Many people believe that Medicare pays for the cost of long-term care. In fact, Medicare only pays for up to 20 days of nursing home care, and only then for rehabilitative purposes. After that, Medicare may cover part of the cost of up to an additional 100 days, during which the patient has to pay a $152 per day copay—hardly a bargain. A Medicare supplement policy may cover the copay, depending on the plan.
After that, there are generally two sources of payment: a long-term care (LTC) insurance policy, or your own pocket. LTC insurance is great if you actually have it, but the fact is that most don’t. According to the AARP, only about 12% of all of the LTC provided in the U.S is paid for by LTC insurance.
What happens when you run out money? You must look to Medicaid for assistance. Medicaid is designed to provide medical coverage for the very poor, that is, people who have less than $2,000 in assets, and limited monthly income. Importantly, you can’t “give away” assets in order to get below the $2,000 threshold.
A common misconception is that elderly people should transfer the house or other assets to their kids in order to “protect” it from Medicaid or the nursing home. In fact, this is rarely a good idea, and can often have the opposite result.

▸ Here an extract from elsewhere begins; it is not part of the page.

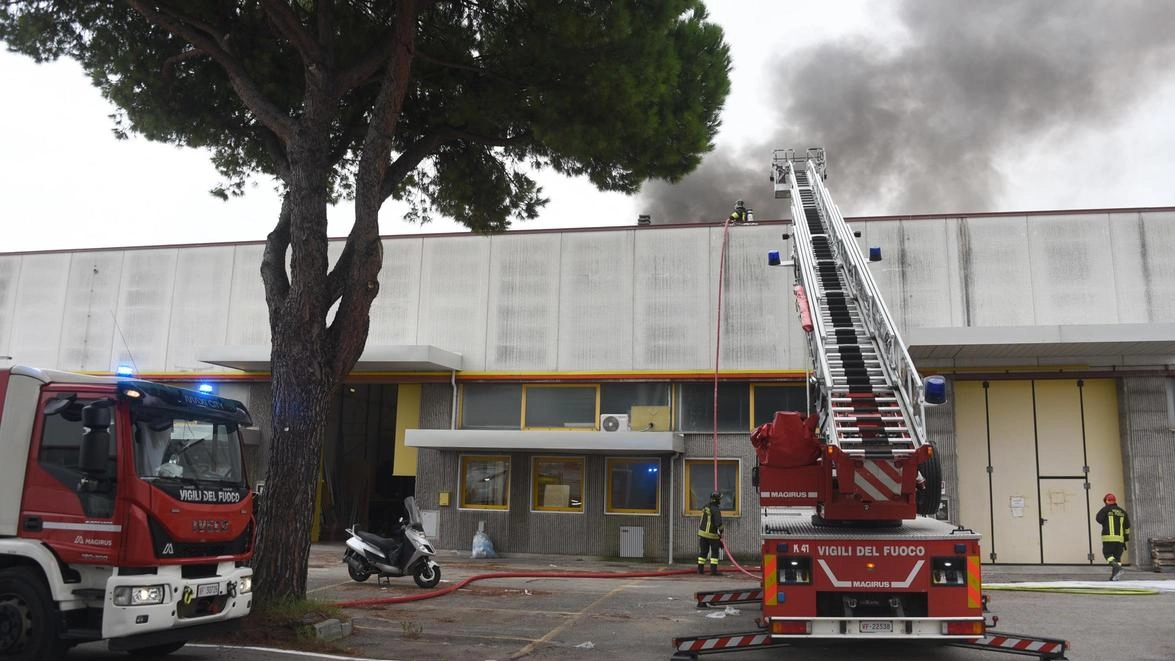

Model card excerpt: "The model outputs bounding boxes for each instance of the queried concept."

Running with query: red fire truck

You see, when an individual applies for Medicaid long-term care benefits, Medicaid will review 60 months (5 years) of their financial records to determine whether the applicant has made any “uncompensated transfers,” or gifts of property. If any are discovered, then a penalty is assessed.
For example, if Mother deeded her house, worth $99,000 to her Daughter in 2012, and then required nursing home care in 2014, Medicaid would review her financial records and see the transfer. The gift of the house would result in the assessment of an 18-month penalty.
This 18-month penalty, during which Mother would not be eligible for Medicaid benefits, would only begin to run after Mother has spent virtually all of her money. The worst part? If she had done nothing at all, Mother would likely have become Medicaid eligible.
Before giving property to the kids, talk with an elder law attorney to be sure you understand the consequences. The stakes are too high not to.